Ce texte de Borges m’a fait rire longtemps, non sans un malaise certain et difficile à vaincre. Peut-être parce que dans son sillage naissait le soupçon qu’il y a pire désordre que celui de l’incongru et du rapprochement de ce qui ne convient pas. (…) La monstruosité que Borges fait circuler dans son énumération consiste en ceci que ce qui est impossible, ce n’est pas le voisinage des choses, c’est le site même où elles pourraient voisiner.

Michel Foucault, Les mots et les choses

Souvent transcrits directement de la parole, les descriptions, récits et anecdotes conservent dans leur écriture l’immédiateté et la spontanéité du rapport oral. La qualité d’écriture de Borges et ses pulsations suggèrent naturellement un passage à la théâtralité.

La mise en scène est caractérisée par le rapport particulier au public, pris à partie. Dolores Borgia Amfibia se présente comme une spécialiste venant, au milieu de ses pairs, faire le point sur ses dernières recherches. De Borges, on a gardé la précision quasi scientifique, l’esprit d’érudition et l’exigence du détail.

Chaque spectateur pourrait également être un chercheur, un professeur, un scientifique. Au cours de l’exposé, le trouble gagne l’assistance et l’inquiétude devient générale, partagée.
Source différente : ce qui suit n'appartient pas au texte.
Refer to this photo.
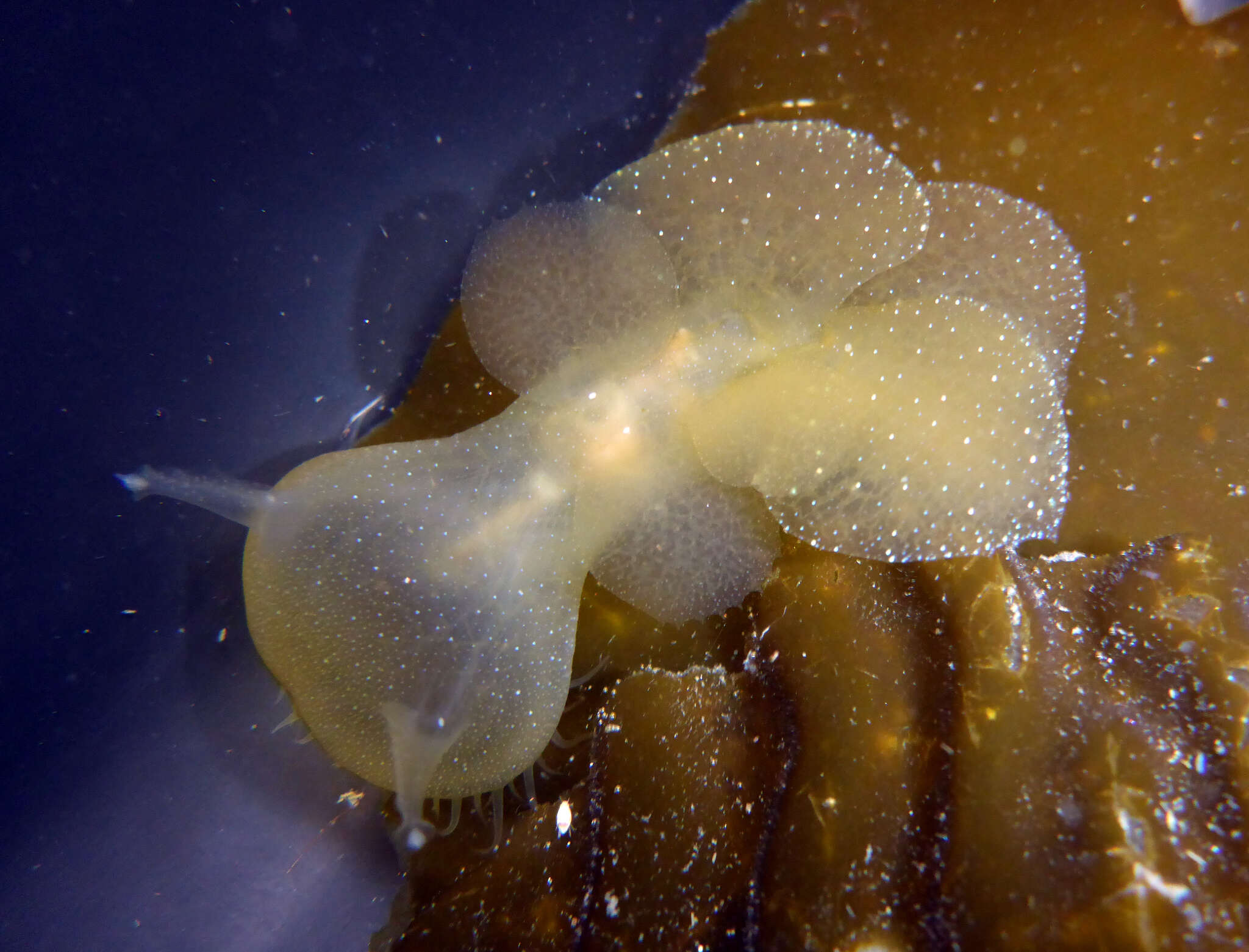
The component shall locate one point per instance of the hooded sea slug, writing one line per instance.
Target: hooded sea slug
(768, 325)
Chacun peut s’identifier à ce rôle d’observateur, puis d’acteur des récits, et donner vie dans son imaginaire aux monstres, aux créatures qu’’il peut découvrir de lui.

Dans ce conte, et je l’espère, dans tous mes contes, il y a une partie intellectuelle et une autre partie - plus importante, je pense - le sentiment de la solitude, de l’angoisse, de l’inutilité, du caractère mystérieux de l’univers, du temps, ce qui est plus important : de nous-mêmes, je dirais : de moi-même.

Jorge Luis Borges in Enquêtes p.267,

à propos de la Bibliothèque de Babel

L’image s’inspire du rapport de Borges à l’imaginaire : il ne s’agit pas de représenter, mais de suggérer.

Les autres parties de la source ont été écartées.